Clark joined Genentech in 2003 as Senior Vice President and General Manager, BioOncology. In August 2005 he was named Senior Vice President, Commercial Operations and in January 2006, Clark was named Executive Vice President, Commercial Operations and became a member of the Executive Committee. Clark was named Head of Global Product Strategy and Chief Marketing Officer of Roche in April 2009.

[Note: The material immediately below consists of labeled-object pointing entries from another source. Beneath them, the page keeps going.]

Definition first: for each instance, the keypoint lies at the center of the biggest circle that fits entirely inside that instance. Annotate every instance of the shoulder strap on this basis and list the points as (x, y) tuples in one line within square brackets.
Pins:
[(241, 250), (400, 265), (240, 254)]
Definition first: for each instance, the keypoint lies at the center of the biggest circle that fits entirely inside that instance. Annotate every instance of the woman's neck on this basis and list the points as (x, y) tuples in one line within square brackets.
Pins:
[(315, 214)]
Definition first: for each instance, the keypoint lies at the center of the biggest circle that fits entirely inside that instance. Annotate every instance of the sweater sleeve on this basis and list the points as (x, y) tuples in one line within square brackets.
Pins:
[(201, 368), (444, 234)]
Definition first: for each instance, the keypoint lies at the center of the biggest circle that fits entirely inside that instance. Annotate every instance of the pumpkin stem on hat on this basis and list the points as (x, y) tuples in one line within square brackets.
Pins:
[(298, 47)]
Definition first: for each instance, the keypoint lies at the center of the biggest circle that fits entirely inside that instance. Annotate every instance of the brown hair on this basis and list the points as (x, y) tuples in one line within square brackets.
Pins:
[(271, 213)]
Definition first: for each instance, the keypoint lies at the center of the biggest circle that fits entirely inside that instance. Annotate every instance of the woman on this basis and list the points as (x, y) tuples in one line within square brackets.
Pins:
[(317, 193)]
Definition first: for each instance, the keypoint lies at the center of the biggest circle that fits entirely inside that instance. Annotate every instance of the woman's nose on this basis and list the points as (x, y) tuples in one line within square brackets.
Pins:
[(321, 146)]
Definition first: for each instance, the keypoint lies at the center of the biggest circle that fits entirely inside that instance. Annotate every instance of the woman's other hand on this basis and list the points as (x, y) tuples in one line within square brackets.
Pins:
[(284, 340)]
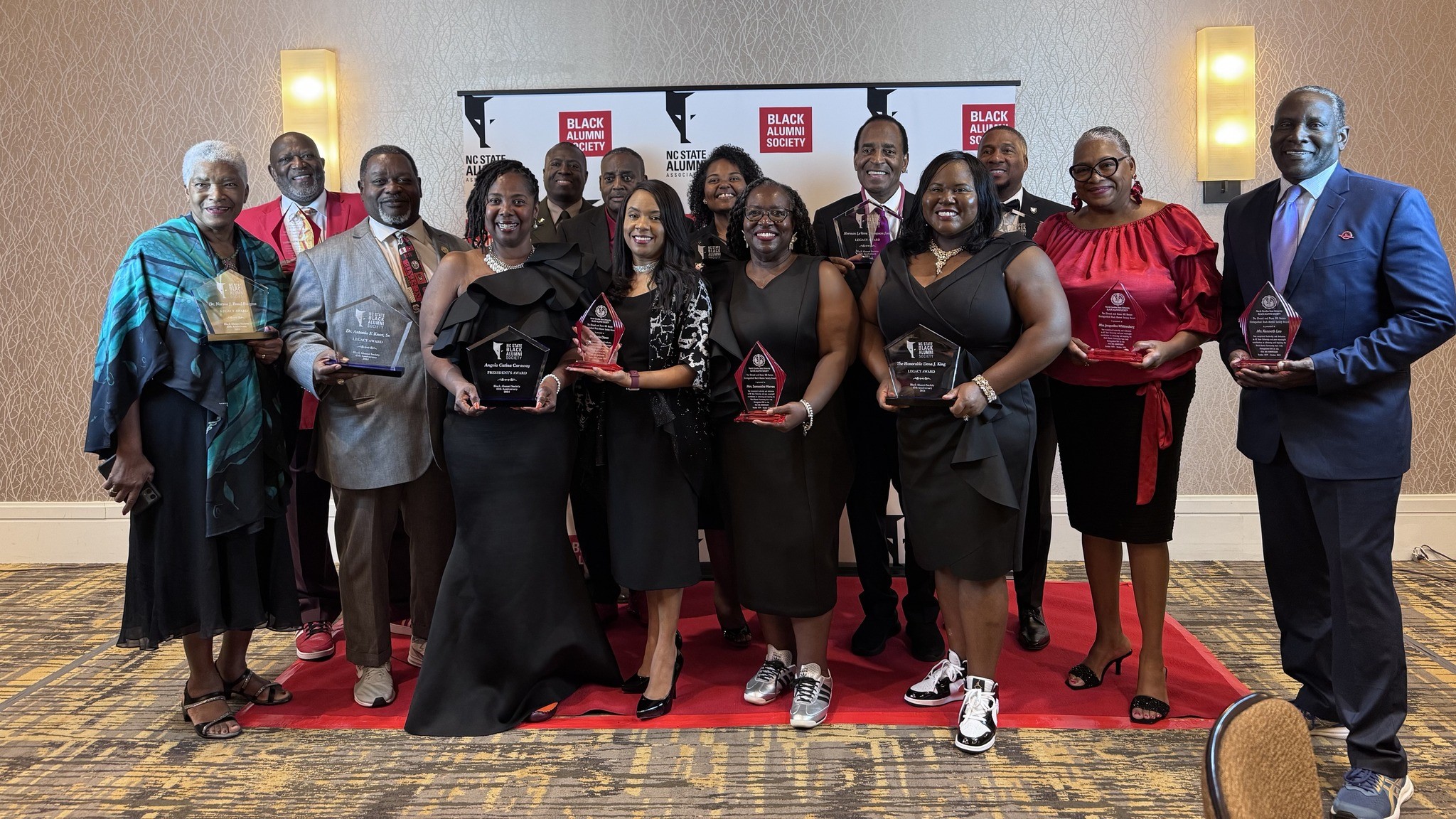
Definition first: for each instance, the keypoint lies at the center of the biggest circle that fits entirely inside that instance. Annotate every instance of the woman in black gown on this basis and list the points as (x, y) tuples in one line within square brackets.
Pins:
[(786, 480), (964, 466), (655, 423), (514, 628), (712, 193)]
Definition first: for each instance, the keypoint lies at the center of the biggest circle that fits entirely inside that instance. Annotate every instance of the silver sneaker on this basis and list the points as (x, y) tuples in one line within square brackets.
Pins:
[(976, 729), (375, 687), (774, 678), (944, 684), (811, 692)]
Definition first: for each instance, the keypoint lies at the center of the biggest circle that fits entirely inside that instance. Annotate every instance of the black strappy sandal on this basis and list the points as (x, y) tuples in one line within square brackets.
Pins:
[(1089, 678), (239, 688), (203, 729)]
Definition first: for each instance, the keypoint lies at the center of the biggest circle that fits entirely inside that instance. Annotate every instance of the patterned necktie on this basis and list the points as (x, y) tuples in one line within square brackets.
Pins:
[(414, 272), (1285, 237)]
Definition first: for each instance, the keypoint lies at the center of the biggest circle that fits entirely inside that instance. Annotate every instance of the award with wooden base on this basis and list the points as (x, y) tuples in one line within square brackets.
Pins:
[(600, 333), (372, 336), (761, 384), (924, 366), (1268, 327), (507, 366), (233, 309), (1115, 324)]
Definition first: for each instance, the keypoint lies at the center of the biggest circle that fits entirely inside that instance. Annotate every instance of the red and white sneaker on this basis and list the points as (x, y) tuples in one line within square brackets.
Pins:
[(315, 640)]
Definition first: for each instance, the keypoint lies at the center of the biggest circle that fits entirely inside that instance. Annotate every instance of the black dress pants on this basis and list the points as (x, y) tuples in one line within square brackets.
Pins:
[(1327, 551)]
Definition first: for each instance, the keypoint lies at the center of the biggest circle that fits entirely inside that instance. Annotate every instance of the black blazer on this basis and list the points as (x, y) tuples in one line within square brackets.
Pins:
[(829, 242)]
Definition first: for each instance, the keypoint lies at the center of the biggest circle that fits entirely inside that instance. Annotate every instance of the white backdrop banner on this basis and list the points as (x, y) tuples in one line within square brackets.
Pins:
[(801, 136)]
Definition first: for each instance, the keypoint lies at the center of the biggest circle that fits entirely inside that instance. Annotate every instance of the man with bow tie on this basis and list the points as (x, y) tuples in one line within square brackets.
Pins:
[(1328, 426), (1004, 154)]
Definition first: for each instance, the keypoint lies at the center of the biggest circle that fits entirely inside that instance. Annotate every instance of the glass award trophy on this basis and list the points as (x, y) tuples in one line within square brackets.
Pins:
[(1268, 327), (599, 331), (761, 384), (507, 366), (233, 309), (1115, 323), (372, 336), (924, 366)]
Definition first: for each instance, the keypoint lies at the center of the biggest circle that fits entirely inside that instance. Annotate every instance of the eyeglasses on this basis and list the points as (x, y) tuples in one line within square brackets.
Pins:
[(1104, 168), (776, 215)]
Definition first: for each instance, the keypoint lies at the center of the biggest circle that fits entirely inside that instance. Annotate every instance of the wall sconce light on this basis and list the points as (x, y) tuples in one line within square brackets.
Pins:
[(311, 102), (1226, 130)]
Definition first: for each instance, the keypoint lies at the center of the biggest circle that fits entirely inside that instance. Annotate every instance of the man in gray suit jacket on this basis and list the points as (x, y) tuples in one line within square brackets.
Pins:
[(378, 437)]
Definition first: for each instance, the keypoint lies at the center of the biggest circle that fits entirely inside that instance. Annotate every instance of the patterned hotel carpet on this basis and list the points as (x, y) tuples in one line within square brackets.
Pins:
[(89, 730)]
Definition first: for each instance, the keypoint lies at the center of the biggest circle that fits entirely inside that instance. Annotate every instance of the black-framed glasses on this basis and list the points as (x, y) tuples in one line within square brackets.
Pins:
[(1106, 168), (774, 213)]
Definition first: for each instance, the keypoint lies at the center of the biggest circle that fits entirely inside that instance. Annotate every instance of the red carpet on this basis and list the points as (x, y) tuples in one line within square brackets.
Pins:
[(867, 690)]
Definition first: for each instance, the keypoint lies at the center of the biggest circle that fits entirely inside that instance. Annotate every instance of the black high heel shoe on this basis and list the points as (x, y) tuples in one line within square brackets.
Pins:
[(637, 684), (1091, 680), (1146, 703), (653, 709)]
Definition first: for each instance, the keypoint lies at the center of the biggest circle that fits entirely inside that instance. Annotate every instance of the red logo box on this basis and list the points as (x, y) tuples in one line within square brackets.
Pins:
[(976, 120), (786, 130), (589, 130)]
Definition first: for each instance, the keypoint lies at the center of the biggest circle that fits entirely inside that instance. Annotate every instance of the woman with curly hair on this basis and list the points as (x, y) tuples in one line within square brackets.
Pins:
[(785, 476)]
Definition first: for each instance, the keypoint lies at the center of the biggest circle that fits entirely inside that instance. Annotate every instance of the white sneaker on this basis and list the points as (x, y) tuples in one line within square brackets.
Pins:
[(811, 694), (774, 678), (976, 730), (944, 684), (375, 687)]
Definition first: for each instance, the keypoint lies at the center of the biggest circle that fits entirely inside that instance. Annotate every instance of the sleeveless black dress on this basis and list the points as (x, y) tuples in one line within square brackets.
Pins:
[(651, 505), (783, 490), (964, 483), (514, 628)]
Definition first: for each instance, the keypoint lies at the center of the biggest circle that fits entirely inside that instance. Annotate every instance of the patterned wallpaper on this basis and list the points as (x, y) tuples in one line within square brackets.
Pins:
[(94, 122)]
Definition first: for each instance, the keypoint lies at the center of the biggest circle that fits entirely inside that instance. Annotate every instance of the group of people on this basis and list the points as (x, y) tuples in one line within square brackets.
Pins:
[(451, 513)]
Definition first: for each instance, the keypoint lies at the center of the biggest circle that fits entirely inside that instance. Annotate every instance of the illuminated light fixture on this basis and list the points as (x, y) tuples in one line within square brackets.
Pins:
[(1226, 114), (311, 102)]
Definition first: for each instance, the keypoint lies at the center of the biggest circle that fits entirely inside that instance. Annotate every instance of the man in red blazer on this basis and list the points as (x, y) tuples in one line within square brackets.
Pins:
[(301, 218)]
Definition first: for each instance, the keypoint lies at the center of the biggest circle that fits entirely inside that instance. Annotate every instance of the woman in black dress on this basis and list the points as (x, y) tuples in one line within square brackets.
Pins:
[(964, 466), (785, 480), (655, 423), (200, 422), (712, 193), (514, 628)]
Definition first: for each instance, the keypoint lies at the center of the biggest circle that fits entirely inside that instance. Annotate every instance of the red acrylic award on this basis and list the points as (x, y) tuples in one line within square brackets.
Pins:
[(1268, 327), (599, 331), (761, 384), (1115, 323)]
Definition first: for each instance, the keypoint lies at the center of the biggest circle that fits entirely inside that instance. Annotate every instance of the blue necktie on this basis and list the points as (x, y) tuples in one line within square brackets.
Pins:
[(1285, 237)]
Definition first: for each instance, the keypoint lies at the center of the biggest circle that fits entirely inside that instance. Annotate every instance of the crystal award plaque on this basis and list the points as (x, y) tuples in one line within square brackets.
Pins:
[(1268, 327), (372, 336), (924, 366), (507, 366), (600, 333), (1115, 323), (233, 309), (761, 384)]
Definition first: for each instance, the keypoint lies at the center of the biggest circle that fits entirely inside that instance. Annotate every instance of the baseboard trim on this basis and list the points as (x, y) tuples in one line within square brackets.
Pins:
[(1209, 528)]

Prior to joining Genentech, Clark served as General Manager of Novartis Canada, overseeing all of the company’s country operations. Before assuming his post in Canada, Clark served as Chief Operating Officer for Novartis United Kingdom. Clark worked in executive positions in sales and marketing for Sanofi and Ivax in the United Kingdom, France and Eastern Europe. Clark began his career at Searle, where he held management positions in both sales and marketing. He has served on the Board of Directors of the Biotechnology Industry Organization (BIO) since 2009 as well as on the boards of TerraVia, the Gladstone Foundation and as a member of the Federal Reserve Bank of San Francisco’s Economic Advisory Council. Clark received a Bachelor of Science degree and honorary doctorate in Biological Sciences from Southampton University in the United Kingdom.

About axicabtagene ciloleucel

Kite Pharma’s lead product candidate, axicabtagene ciloleucel, is an investigational therapy in which a patient’s T cells are engineered to express a chimeric antigen receptor (CAR) to target the antigen CD19, a protein expressed on the cell surface of B-cell lymphomas and leukemias, and redirect the T cells to kill cancer cells. Axicabtagene ciloleucel has been granted Breakthrough Therapy Designation status for diffuse large B-cell lymphoma (DLBCL), transformed follicular lymphoma (TFL), and primary mediastinal B-cell lymphoma (PMBCL) by the U.S. Food and Drug Administration (FDA) and Priority Medicines (PRIME) regulatory support for DLBCL in the EU.